Ralph M. Like - November 1, 1948.
The phonograph is a device, invented in 1877, for the mechanical recording and reproduction of sound. In its later forms, it is also called a gramophone (as a trademark since 1887, as a generic name in the UK since 1910), or, since the 1940s, a record player.
The sound vibration waveforms are recorded as corresponding physical deviations of a spiral groove engraved, etched, incised, or impressed into the surface of a rotating cylinder or disc, called a "record". To recreate the sound, the surface is similarly rotated while a playback stylus traces the groove and is therefore vibrated by it, very faintly reproducing the recorded sound.

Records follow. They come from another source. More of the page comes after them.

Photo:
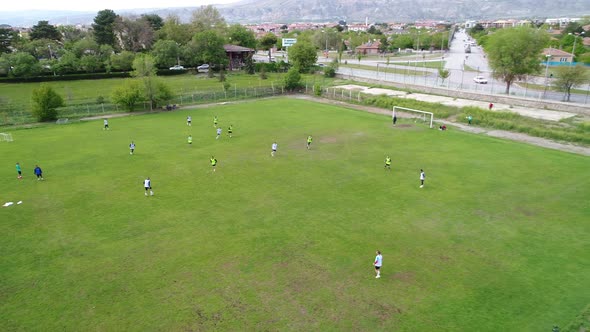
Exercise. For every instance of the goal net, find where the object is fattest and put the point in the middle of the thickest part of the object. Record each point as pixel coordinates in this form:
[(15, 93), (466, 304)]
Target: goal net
[(426, 117), (4, 137)]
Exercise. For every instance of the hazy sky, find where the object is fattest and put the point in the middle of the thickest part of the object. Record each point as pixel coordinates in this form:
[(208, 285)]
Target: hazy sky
[(11, 5)]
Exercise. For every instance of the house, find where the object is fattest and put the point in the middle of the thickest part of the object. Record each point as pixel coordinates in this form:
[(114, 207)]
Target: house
[(556, 55), (237, 55), (369, 48)]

In early acoustic phonographs, the stylus vibrated a diaphragm which produced sound waves which were coupled to the open air through a flaring horn, or directly to the listener's ears through stethoscope-type earphones.
The disc phonograph record was the dominant audio recording format throughout most of the 20th century. From the mid-1980s on, phonograph use on a standard record player declined sharply because of the rise of the cassette tape, compact disc and other digital recording formats. Records are still a favorite format for some audiophiles and by DJs and turntablists in hip hop music, electronic dance music and other styles. There has been a resurgence in popularity of vinyl and turntables. This patent pays homage to the great invention which changed the face of music.